George T. Baker

Larval regulation of adult longevity in a genetically-selected long-lived strain of Drosophila

Our previous work has shown that the major genes involved in the expression of the extended-longevity phenotype are located on the third chromosome. Furthermore, their expression is negatively and positively influenced by chromosomes 2 and 1, respectively. In this report we show that the expression of the extended-longevity phenotype is dependent on the larval environment. A controlled chromosome substitution experiment was carried out using a strain selected for long life (L) and its parent (R) strain. Twenty different combinations of the three major chromosomes were conducted and their longevities were determined under both high (HD) and low (LD) larval density conditions. The extended-longevity phenotype was only expressed under HD conditions. The chromosome interactions were not apparent under LD conditions. Density-shift experiments delineate a critical period for expression of the extended-longevity phenotype, extending from 60 h after egg laying (AEL) to 96 h AEL, during which the developing animal must be exposed to HD conditions if the extended-longevity phenotype is to be expressed. The change from HD to LD conditions is accompanied by statistically significant increases in body weight. The possible role of a dietary restriction phenomenon is examined and the implications of these findings discussed. It is now apparent, however, that the extended-longevity phenotype in Drosophila is a developmental genetic process.
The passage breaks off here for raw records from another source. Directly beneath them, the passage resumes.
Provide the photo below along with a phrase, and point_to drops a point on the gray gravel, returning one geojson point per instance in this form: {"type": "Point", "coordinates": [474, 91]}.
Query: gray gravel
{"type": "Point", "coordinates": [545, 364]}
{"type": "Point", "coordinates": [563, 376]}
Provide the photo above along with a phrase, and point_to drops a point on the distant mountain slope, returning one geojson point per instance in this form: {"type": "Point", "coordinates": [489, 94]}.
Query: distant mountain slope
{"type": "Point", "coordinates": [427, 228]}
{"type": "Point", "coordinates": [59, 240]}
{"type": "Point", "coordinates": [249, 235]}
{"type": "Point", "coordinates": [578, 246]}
Chromosomal localization and regulation of the longevity determinant genes in a selected strain of Drosophila melanogaster.

A controlled chromosome substitution experiment was performed on a strain (NDC-L) selected for long life to determine if the genes responsible for the extended-longevity phenotype could be localized to any particular chromosome(s). All 27 different possible combinations of the three major chromosomes of Drosophila melanogaster were constructed and longevities were determined on 3875 individual animals of both sexes and analysed. The results are statistically significant and demonstrate that mean longevity is specified primarily by recessive genes on the third chromosome (c3). The extended longevity phenotype (ELP) is only expressed in those lines which are homozygous for the NDC-L type c3. Loci on the first (c1) and second (c2) chromosomes interact, both positively (c1) and negatively (c2), respectively, such that c1 represses c2 which in turn represses c3. The ELP is fully expressed in the mutual presence and mutual absence of c1 and c2. The significance of these results is discussed in the context of broader categories of molecular genetic mechanisms suggested previously to be involved in the modulation of longevity in Drosophila.

Factors contributing to the plasticity of the extended longevity phenotypes of Drosophila

A number of laboratories have constructed independently derived long-lived strains of Drosophila, each of which have similar but not identical patterns of variability in their adult longevity. Given the observed plasticity of longevity within each of these strains, it would be useful to review the operational and environmental factors that give rise to this phenotypic plasticity and ascertain whether they are common or strain specific. Our review of the more extensively analyzed strains suggests that the allelic composition of the initial genomes and the selection/transgene strategy employed yield extended longevity strains with superficially similar phenotypes but which are probably each the result of different proximal genetic mechanisms. This then offers a plausible explanation for the differential effects of various environmental factors on each strains particular pattern of phenotypic plasticity. It also illustrates that the species has the potential to employ any one of a number of different proximal mechanisms, each of which give rise to a similar longevity phenotype.

Genetic and environmental factors regulating the expression of an extended longevity phenotype in a long lived strain of Drosophila

We have demonstrated that the expression of the ELP in our strains is the outcome of a genetically determined, environmentally modulated, event dependent, developmental process. Given the appropriate genetic and environmental conditions, we observe an early acting temporal progression of alterations in specific gene activity patterns which appear to give rise to functional phenotypic changes. The observed patterns are consistent with the interpretations drawn from our chromosome substitution and biomarker experiments. The interaction of specific environmental and genetic factors is sufficient to explain the observed plasticity of longevity in our L strain. Independently derived long lived strains may have altered different combinations of physiological mechanisms so as to give rise to a statistically equivalent ELP. Theoretically based conclusions obtained from only one set of sister strains may be difficult to extrapolate to other strains. Future work will involve the experimental verification of the genetic-environmental circuitry discussed here, using novel molecular genetic techniques to define, characterize, and isolate the genes involved in the expression of the ELP.

The potential relationships between aging and cancer

The potential relationships between aging and cancer have received considerable attention in the scientific literature in recent years. While it is clear that the rates of most types of cancer increase with advancing age and that both the processes of aging and those of cancer are time dependent, an unequivocal relationship between the etiology of cancers and the mechanistic processes of aging has yet to be established. This article discusses the potential causal relationships between the processes of aging and the etiologies of most cancers.